Note that including patterns (<inclusion>) are combined with or while excluding patterns (<exclusion>) are combined with and.

---

Variables substitution

You can refer to various external values from within access settings with the help of ${...} notation. The values can originate from:

• OS environment variables
• AnaLog’s JVM property (both system and user-supplied)
• neighbor parameters

For example:

allowed-log-locations:
  file:
    include:
      - ${user.home}/**.log     # JVM built-in property (current OS user home dir)
      - ${JAVA_HOME}/lib/classlist  # OS environmental variable
      - **/${nodes.this.name}       # locally defined parameter (AnaLog's current node name)
    exclude:
      - **/${user.name}.log     # JVM built-in property (current OS user name)

[Toparvion]

During the testing its appeared that some tail implementations (at least GNU Core Utils which is enough) do follow symbolic links unconditionally. It can be used to bypass the checking AnaLog performs at the start of a new tailing process. To address the issue I've added additional handling for certain tail events and now AnaLog is capable of detecting path manipulations at watching runtime as well. It took some time to implement.

[Toparvion]

By now, the feature seems completed and I'm going to close the issue soon.

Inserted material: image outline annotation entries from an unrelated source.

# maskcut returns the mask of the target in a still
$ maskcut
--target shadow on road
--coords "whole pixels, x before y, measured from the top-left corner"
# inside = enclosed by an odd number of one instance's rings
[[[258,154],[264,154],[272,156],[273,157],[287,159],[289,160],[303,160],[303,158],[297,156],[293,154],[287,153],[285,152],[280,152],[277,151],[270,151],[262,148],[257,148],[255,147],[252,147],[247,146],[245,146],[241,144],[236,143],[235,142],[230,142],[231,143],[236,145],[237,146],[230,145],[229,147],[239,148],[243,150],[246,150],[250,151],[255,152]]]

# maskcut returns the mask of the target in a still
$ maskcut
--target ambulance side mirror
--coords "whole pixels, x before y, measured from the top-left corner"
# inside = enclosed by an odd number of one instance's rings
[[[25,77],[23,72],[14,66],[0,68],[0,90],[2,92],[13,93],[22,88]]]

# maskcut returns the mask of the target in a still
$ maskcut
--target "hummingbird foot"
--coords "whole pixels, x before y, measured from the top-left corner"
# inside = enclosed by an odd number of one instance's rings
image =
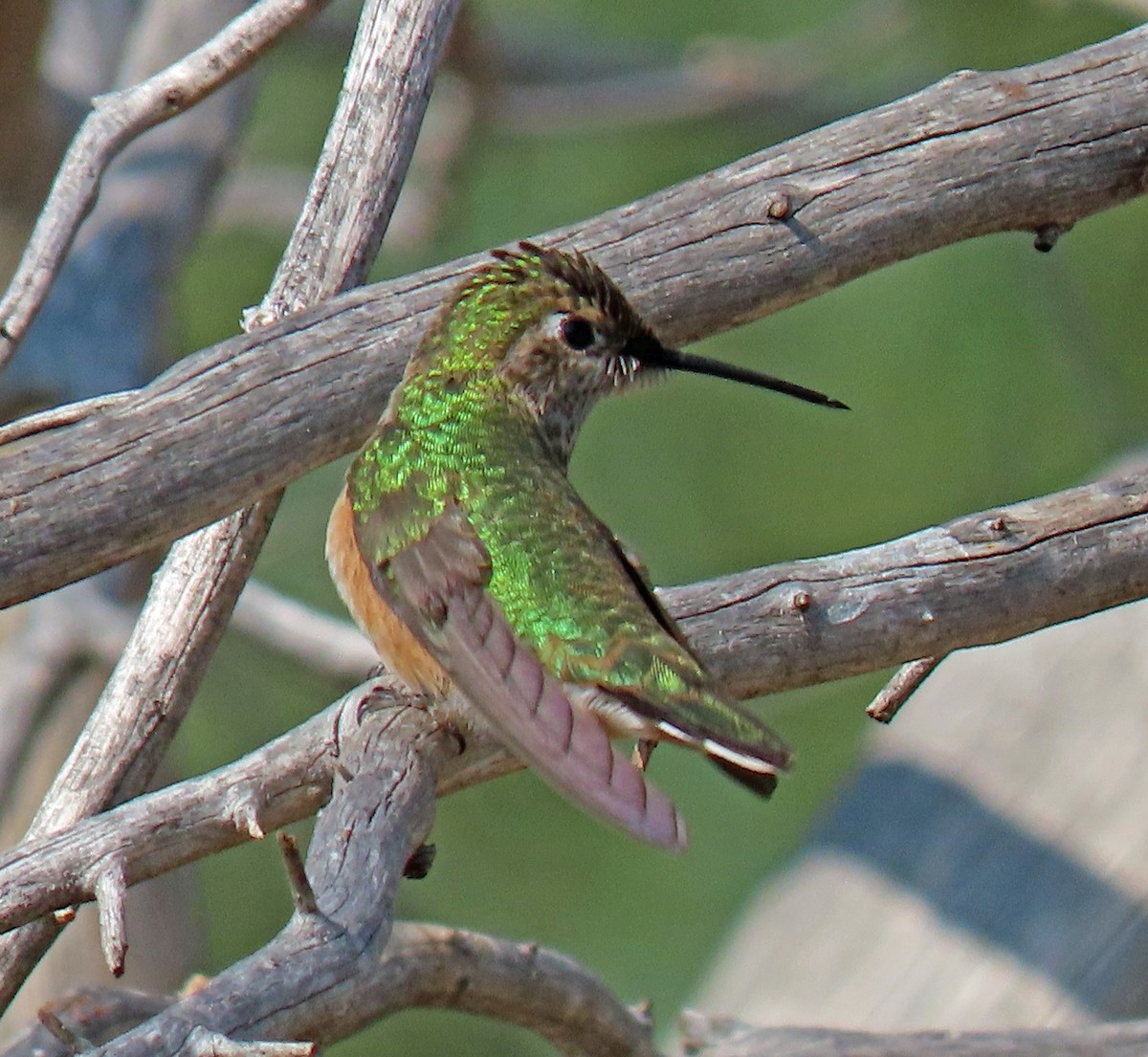
[[[646,764],[649,764],[650,757],[653,755],[653,749],[657,744],[657,741],[652,741],[649,738],[641,738],[634,746],[634,765],[639,771],[644,771],[646,769]]]

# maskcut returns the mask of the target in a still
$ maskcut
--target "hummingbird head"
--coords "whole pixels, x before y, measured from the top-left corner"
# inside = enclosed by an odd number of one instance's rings
[[[478,339],[490,357],[487,370],[529,410],[563,463],[596,401],[672,370],[845,407],[813,389],[664,345],[613,280],[577,250],[520,242],[517,251],[492,256],[450,311],[471,337],[455,348],[473,348]]]

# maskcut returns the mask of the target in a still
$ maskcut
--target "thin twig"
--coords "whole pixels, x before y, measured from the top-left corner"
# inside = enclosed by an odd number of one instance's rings
[[[113,158],[141,132],[194,106],[255,62],[326,0],[262,0],[179,62],[99,96],[76,134],[16,274],[0,301],[0,367],[32,321]]]
[[[279,834],[279,850],[287,868],[287,880],[290,883],[292,902],[298,914],[318,914],[319,904],[315,900],[315,891],[307,879],[307,868],[298,854],[298,841],[290,833]]]
[[[866,715],[878,723],[890,723],[893,716],[900,712],[901,706],[917,692],[921,684],[932,675],[937,666],[945,660],[947,654],[941,656],[923,656],[916,661],[902,664],[893,674],[892,678],[881,689],[881,692],[872,699]]]
[[[948,78],[537,238],[596,252],[680,342],[940,244],[1068,226],[1140,194],[1146,153],[1148,28],[1007,73]],[[774,219],[767,203],[779,196]],[[360,444],[474,259],[224,342],[114,419],[55,430],[51,444],[30,438],[0,480],[10,534],[0,605],[123,561]]]
[[[93,862],[118,861],[133,885],[257,839],[247,819],[236,817],[236,801],[257,799],[266,830],[313,815],[331,795],[338,731],[350,722],[347,716],[420,705],[390,677],[370,679],[234,763],[135,796],[61,832],[26,839],[0,855],[0,932],[94,899]],[[475,735],[440,769],[436,792],[447,795],[520,768],[492,738]]]

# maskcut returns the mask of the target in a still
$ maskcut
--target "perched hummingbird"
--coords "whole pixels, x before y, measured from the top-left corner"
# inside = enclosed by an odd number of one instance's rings
[[[722,695],[574,491],[571,449],[599,397],[668,370],[845,405],[666,348],[582,254],[522,242],[494,258],[443,306],[351,463],[331,573],[412,689],[457,691],[557,790],[680,849],[684,824],[645,779],[654,743],[699,749],[762,795],[789,752]],[[448,713],[465,737],[473,713]],[[620,737],[637,740],[634,762]]]

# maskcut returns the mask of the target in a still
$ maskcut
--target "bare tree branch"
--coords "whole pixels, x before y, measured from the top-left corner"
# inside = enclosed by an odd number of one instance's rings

@gamefundas, I still would like you to review the description of the feature before I make it generally available. I've updated this document and placed it to Wiki for your convenience.

[gamefundas]

Apologies, was away a little bit on a new engagement and couldn't attend to our Dev Ops track. I read through your notes on the overall design around folders and its very comprehensive. Love the flexibility overall. I will try this in our new log pipeline stack to see how it operates in a real world scenario. Planning for a release soon?

[Toparvion]

@gamefundas Yes. Currently I'm working on translation (#22) which doesn't seem a big deal. After that the release will be published. I will notify you when ready. Thank you very much for your time and feedback!